I'll be flying out Saturday to check out the Chris Lilly class at the Pomona Fairgrounds.

Just wondering if anyone else from the forum will be there (I know of at least one).

Many thanks to Thom Emery for getting the class together.  Chris doesn't do many classes and it was quite a coup to get him to come out for the California BBQ Association.  

I'll try to do a little write up and post pictures (if they are allowed to be taken).

Hey Chris if you're reading this whatever happened to that sweet young thing Peggy Bunker?  Any chance she'll be there?

Dallas


----------



## Greg Rempe (Jul 24, 2007)

Tell him I said Hi...I'll be the only one he knows by name!


----------



## Puff1 (Jul 24, 2007)

Good luck Dallas.
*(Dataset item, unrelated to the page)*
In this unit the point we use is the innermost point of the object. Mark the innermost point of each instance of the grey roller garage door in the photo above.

Let us know how it went


----------



## Kloset BBQR (Jul 24, 2007)

Greg Rempe said:
			
		

> Tell him I said Hi...I'll be the only one he knows by name!



Will do Greg!


----------



## Cliff H. (Jul 24, 2007)

Tell him if he is at his tent at MIM next year I will let him be in a pic with me.


----------



## chris1237 (Jul 24, 2007)

Sounds like it is going to be a good time. Have fun!!

I wish at least one of the major bbq competitors would do a class closer to where I lived.

Chris


----------



## Thom Emery (Jul 29, 2007)

Great Class With Chris 
Lots of fun having Dallas in  town
We had a special guest Friday when 
Ray Lampe stopped in
Chris shared some real secrets
He told me he probably wouldnt
 do another for a couple of years


----------



## Kloset BBQR (Jul 29, 2007)

Thom,

Thanks so much for hosting this event and convincing Chris to teach a rare two day competition barbecue class.  This was truly one of the best classes I have ever attended.  Chris is a class act and he shared most of his techniques and even a few secrets that we have vowed to protect.  

Best of luck to you with your future endeavors as a Stumps distributor.  Also many thanks to all that volunteered their time, cookers, equipement and food to make this a great experience.

Dallas

(Paitiently waiting for his 1 a.m. red eye flight back home)


----------